Identification and characterization of ORAI calcium release-activated calcium modulator 2 in gastric cancer : role in tumor survival, progression and metastasis

Abstract

Gastric cancer (GC), an aggressive disease with heterogeneous features. It ranks as the world’s 5th most common malignancy worldwide. GC is highly characterized by a skewed geographical distribution pattern of which Eastern Asia has particularly high incidence and mortality rates. Despite advances in diagnostic techniques and treatment strategies, GC still remains as the 3rd leading cause of cancer-related deaths worldwide, in which the median survival time of GC is only around 8-10 months, primarily due to tumor metastasis and chemoresistance. Patients with GCs are usually diagnosed at the advanced/late stages, and even for those who were diagnosed at earlier stages, regional metastasis is found in the majority. Therefore, it is prudent to investigate the metastatic mechanisms underlying GC and identify novel metastatic biomarker for the treatment of GC.

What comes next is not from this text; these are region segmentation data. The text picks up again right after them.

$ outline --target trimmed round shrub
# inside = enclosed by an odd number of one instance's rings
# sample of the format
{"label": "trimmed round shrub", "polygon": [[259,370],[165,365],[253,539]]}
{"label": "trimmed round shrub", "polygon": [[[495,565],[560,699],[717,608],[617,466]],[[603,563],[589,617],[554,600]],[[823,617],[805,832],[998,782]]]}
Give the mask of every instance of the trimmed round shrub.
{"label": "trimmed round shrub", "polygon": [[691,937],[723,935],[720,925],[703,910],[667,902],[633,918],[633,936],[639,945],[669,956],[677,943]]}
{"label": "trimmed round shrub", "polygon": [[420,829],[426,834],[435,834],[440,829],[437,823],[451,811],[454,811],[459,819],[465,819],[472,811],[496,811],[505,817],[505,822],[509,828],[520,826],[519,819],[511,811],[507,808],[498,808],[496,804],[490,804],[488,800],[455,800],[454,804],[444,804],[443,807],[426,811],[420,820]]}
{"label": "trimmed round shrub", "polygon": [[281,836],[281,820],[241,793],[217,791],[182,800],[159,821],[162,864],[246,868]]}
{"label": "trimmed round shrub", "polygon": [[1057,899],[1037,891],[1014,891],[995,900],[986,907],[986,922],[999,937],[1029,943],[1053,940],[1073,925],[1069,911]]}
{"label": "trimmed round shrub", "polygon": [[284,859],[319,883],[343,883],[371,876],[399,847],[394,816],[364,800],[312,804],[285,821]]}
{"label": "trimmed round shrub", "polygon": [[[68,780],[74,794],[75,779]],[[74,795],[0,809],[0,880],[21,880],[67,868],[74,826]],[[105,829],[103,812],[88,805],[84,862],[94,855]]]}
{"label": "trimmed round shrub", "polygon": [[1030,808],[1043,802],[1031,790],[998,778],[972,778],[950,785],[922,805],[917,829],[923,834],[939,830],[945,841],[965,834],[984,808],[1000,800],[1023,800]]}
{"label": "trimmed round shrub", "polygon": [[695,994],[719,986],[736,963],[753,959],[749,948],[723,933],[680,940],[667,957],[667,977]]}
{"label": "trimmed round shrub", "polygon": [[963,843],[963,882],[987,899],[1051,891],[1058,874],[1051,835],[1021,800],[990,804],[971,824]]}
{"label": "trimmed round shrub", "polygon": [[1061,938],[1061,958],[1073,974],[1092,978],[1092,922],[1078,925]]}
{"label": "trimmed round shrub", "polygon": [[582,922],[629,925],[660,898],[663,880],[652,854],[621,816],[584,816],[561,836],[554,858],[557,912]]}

The ubiquitous second messenger Ca2+ has long been described as a key regulator in cell survival, proliferation and motility. Locally confined Ca2+, in particular, is essential for building front-to-rear Ca2+ gradient which serves to maintain the morphological polarity required in directionally migrating cells. However, little knowledge is known about the source of the Ca2+ and the mechanism by which they crosstalk between different signaling pathways in cancer cells. In this project, we demonstrated that ORAI2, a poorly characterized store-operated calcium (SOC) channel subunit, is predominantly upregulated in the lymph node (LN) of GC, enhancing the abilities of cancer cells to tolerate chemotherapy, proliferate and disseminate to distant organs. Clinical evaluation reveals that a high frequency of ORAI2-positive cells in GC tissues is critically correlated with poor differentiation, invasion, LN metastasis and poor prognosis. Through functional investigations by overexpression or knockdown of ORAI2 in selected GC cell lines, we found that ORAI2 could facilitate cell survival, tumor formation and metastasis in both GC cell lines and mice. Mechanistically, ORAI2 promotes the ability of GC cells to tolerate chemotherapy by eliciting FAK/Akt upregulation. Moreover, it could mediate SOC activity to induce tumorigenesis through the activation of the PI3K/Akt transduction pathways. Lastly, ORAI2 enhances the metastatic ability of GC cells by triggering FAK-mediated MAPK/ERK activation and promotes focal adhesion (FA) disassembly at the rear-edge of the cell. These findings describe the critical role of ORAI2 in GC cell survival, proliferation, migration and invasion, while uncovering the translational potential to advance drug discovery along the ORAI2 signaling pathway.